4. Results. How you organize this is up to you. You might organize it around specific findings or themes. Or, you might find that your subjects can be grouped into specific types or groups, each of which can be discussed separately.
5. Implications. Revisit the questions and theories you initially posed in light of your research findings.
But I didn’t find anything
No matter how your research turns out, you have learned something worth reporting. If your research bears out your original ideas, you have something to say. If it doesn’t, you may have even more to say. If your research didn’t work out in some way, you still have something to say: Maybe you have learned what questions to ask (and what not to ask). Maybe you have learned something about how to conduct an interview (and how not to). Maybe you have learned something about sampling.
Keep in Mind Himmelstein’s Rules of Writing
1. Writing is not easy. Don’t expect elegant prose to flow from your computer.
2. Write from the start. Writing is a process, often a disorderly one in which you get bits of ideas, parts of arguments, fragments of paragraphs on paper before you can organize them into something coherent. You should write as you read or do research, as you think about what you’ve read or about your research.

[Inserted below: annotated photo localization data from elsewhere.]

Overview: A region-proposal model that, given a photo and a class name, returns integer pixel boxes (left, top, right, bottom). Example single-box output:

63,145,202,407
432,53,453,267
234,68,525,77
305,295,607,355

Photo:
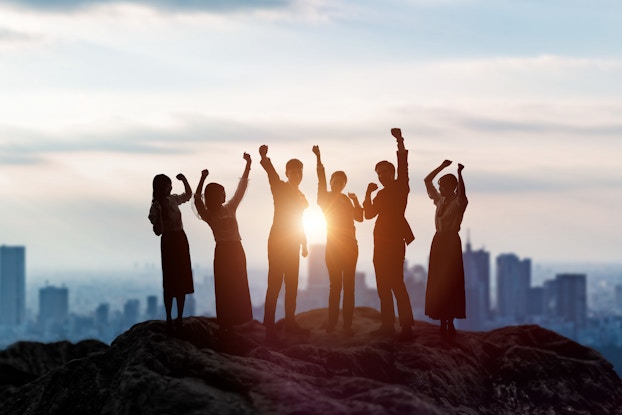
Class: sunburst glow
303,207,327,244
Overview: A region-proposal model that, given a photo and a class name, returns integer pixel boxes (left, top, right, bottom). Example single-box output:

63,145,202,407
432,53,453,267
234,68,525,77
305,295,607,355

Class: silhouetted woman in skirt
424,160,468,336
149,173,194,331
194,153,253,331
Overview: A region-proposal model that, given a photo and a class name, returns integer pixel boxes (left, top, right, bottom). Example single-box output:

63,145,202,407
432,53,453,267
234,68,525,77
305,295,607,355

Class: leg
326,246,342,331
341,243,358,332
373,246,396,330
164,294,173,321
175,295,185,327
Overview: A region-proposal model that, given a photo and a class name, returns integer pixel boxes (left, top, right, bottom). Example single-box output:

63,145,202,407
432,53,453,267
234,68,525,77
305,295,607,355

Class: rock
1,307,620,414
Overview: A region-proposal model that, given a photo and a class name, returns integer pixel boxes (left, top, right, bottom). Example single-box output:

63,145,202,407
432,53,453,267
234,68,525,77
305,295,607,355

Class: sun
303,207,327,244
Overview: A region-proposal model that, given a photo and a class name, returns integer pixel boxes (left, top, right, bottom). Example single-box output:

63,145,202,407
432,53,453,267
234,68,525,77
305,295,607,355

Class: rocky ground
1,307,621,414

3. You don’t need to know what you want to say before you say it. Writing is part of thinking. Thinking doesn’t happen just in your head.

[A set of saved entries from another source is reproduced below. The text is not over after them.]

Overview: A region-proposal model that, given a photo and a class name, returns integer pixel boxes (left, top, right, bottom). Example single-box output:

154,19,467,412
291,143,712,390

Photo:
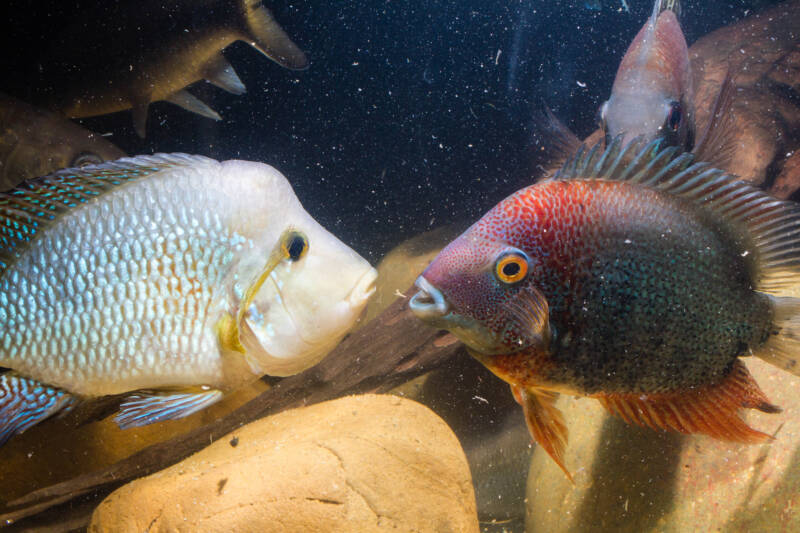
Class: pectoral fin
530,105,584,178
691,71,737,173
114,387,223,429
131,101,150,138
0,373,75,445
512,384,572,481
595,360,779,443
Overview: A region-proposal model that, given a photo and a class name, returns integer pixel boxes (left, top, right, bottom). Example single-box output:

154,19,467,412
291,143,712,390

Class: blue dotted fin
114,388,223,429
0,153,217,277
0,373,75,446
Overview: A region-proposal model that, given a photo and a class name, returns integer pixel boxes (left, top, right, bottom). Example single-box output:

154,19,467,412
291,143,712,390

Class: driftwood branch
1,285,464,526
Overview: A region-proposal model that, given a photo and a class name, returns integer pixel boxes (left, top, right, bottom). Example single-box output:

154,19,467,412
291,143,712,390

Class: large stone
525,357,800,532
89,394,479,533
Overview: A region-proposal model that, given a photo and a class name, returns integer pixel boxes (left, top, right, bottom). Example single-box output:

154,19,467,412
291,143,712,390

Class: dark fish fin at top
114,387,223,429
165,89,223,121
596,360,779,442
240,0,308,70
556,137,800,294
691,71,737,173
0,372,76,446
0,153,217,276
512,385,572,481
204,54,247,95
529,106,584,178
656,0,681,19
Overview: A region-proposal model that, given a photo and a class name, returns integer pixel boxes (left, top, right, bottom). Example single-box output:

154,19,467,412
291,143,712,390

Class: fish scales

4. Don’t start at the beginning. Introductions are the most difficult part of a paper. If one pours out of your mind, great. If not, skip it for now.
5. It is easier to rewrite than write, so get text on paper. It is easier to think on paper.
6. The Perfect is the enemy of the Good. If you aspire to perfection, you probably will paralyze yourself and not get anything done.
7. Excellence is Mundane: Big successes come from doing a lot of little things well.
The difference between people who struggle with writing and end up writing very little and those for whom writing seems to flow easily is often “the difference between trying to get it right in your head the first time and doing it on paper or a computer monitor and fixing up things as you go along. (Becker, Writing for Social Scientists, p.167)
Writing well comprises several distinct skills. I’d be happy to discuss them with you and direct you to some helpful readings.